Cooler days brought with it conditions of a cooler market too in the Denver-area. Is this shift in the market seasonal or something more? In fact, it’s a little bit of both.
Seasonally, we expect to see home prices and sales to drop this time of year. They have been down month over month for the last three months, but, again, this is normal. The outlier, however, is the significant 33 percent month-over-month decrease in sales of homes priced over $500,000. For comparison, metro Denver experienced a 17 percent drop during this same time period last year.
Looking at the housing market from a macro level, what is happening is that we are heading towards balance.
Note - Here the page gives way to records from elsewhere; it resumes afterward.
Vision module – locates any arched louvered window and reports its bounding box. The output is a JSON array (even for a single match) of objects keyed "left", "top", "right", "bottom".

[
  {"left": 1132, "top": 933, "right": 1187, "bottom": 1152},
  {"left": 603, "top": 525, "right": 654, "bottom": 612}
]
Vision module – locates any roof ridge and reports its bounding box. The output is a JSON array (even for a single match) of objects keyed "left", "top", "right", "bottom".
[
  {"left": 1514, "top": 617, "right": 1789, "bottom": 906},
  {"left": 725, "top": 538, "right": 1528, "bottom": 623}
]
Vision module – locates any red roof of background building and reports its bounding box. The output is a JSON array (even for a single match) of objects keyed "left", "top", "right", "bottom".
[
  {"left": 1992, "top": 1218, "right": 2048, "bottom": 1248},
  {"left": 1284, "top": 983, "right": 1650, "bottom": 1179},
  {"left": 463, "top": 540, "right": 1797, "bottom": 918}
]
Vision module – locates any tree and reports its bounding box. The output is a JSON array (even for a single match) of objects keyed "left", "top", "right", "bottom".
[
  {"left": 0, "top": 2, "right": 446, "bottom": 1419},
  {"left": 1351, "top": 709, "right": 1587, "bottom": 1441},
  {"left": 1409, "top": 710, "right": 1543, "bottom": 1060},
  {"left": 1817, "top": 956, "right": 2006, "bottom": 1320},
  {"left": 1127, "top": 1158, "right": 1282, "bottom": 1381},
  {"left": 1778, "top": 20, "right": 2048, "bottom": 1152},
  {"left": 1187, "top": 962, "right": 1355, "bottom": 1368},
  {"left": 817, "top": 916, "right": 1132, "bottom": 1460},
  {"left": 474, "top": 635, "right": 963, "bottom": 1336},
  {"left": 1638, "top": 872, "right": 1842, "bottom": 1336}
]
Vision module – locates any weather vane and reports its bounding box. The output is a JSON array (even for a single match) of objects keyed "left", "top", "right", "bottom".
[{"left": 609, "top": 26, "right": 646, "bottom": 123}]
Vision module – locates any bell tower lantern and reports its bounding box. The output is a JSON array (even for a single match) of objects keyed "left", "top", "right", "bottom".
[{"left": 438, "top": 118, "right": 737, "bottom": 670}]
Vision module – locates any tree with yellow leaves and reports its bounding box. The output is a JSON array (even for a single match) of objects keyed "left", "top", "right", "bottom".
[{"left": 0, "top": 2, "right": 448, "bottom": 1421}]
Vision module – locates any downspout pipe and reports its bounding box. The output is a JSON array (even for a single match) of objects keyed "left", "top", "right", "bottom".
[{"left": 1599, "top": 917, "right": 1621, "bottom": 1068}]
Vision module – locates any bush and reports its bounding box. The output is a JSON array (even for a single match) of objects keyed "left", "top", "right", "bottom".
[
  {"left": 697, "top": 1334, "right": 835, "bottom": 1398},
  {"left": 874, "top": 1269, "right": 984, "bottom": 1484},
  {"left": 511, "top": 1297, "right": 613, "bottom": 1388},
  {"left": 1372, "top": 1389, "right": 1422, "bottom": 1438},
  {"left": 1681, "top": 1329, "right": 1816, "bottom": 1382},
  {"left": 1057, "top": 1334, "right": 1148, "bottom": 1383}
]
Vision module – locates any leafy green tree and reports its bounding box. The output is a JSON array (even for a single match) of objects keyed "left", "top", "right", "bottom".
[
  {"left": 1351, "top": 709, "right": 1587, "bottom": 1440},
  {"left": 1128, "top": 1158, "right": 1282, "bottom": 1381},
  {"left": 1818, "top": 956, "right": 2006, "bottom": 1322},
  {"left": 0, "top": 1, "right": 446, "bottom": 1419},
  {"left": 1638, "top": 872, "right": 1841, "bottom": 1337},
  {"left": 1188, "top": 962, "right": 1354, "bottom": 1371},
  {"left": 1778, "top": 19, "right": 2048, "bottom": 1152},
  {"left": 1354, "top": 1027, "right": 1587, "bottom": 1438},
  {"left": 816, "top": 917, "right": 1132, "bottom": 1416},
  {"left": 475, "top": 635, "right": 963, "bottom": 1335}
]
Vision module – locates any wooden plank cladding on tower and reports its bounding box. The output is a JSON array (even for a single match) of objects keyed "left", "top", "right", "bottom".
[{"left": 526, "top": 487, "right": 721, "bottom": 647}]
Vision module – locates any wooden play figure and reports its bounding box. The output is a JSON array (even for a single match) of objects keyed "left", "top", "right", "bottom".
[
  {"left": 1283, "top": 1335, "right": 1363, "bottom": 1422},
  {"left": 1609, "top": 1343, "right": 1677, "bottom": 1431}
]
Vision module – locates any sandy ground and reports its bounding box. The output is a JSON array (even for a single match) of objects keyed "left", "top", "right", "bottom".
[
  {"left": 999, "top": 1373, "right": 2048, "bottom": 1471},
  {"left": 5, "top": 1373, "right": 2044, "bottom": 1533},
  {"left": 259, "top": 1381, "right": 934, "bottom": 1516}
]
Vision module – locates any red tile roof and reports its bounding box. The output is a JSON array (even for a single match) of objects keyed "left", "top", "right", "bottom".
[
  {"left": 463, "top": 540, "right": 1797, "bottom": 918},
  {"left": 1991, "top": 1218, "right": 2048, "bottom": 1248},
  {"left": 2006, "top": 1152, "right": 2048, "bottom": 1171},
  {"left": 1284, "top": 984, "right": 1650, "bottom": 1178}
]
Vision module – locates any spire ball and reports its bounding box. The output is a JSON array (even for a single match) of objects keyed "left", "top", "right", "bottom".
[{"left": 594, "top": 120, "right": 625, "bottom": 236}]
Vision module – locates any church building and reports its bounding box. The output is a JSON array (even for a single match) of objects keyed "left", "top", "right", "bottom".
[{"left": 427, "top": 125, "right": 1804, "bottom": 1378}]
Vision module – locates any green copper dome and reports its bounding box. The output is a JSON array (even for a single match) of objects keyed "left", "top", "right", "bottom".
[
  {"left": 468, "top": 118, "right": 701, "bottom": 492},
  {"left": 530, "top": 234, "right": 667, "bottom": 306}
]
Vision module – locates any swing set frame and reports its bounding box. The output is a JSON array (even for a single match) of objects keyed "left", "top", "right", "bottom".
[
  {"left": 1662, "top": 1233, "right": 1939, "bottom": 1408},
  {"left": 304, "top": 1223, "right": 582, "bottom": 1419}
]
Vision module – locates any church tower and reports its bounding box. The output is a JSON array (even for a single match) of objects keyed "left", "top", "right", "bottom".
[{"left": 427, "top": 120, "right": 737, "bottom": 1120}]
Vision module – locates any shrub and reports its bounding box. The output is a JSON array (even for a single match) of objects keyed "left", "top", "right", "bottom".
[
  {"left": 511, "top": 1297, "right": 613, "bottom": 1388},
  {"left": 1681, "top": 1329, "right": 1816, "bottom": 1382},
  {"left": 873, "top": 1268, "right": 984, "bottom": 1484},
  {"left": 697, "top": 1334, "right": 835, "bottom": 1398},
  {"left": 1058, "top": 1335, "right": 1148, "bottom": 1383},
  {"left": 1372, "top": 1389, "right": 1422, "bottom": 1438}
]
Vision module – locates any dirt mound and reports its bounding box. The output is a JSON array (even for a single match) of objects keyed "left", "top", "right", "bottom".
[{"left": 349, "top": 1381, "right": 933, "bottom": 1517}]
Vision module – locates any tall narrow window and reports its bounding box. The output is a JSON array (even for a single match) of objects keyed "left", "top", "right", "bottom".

Balance is where conditions favor the home-buyer and seller equally, which is not something we have experienced for some years now.
Market Adjustments Affecting Home Prices
In the single-family home market, the average sold price decreased 3.79 percent month over month to $502,034, while the median price decreased 2.73 percent to $428,000. The year-to-date average sold price stands at $523,224 for the single-family home market, up 9.16 percent from last year, with the median sold price at $445,000, up 8.54 percent. Condos continue to outperform single-family home prices with the average sold price of $350,766, representing an 11.38 percent increase over 2017. The median price of condos sold also increased by 12.34 percent to $299,900.
Seasonal Slowdown in the Luxury Market
As far as the luxury market goes, homes priced $1 million and greater, it was a record-breaking summer. While sales of residential homes priced over $1 million plummeted 44 percent from August to September, it is important to look at the whole picture. Year to date, 29 percent more homes priced $1 million and greater have sold this year compared to last year. Furthermore, year-to-date sales volume in this luxury segment is nearing $2.5 billion, a whopping 27 percent increase over last year.
Taking a deeper look at the numbers, in September, 115 homes sold and closed for $1 million or greater – down 44 percent from the previous month and down 4.17 percent year over year. The closed dollar volume in September in the luxury segment was approximately $173 million, down 45.02 percent from the previous month, and down 6.9 percent year over year. Notably, year-to-date sales volume in this segment is outperforming years past. Furthermore, year to date, September had the lowest median and average days on market on record.
Our ‘hot’ market is still thriving, yet it is going through a shift that is to be expected due to both seasonal adjustments and its move toward balance.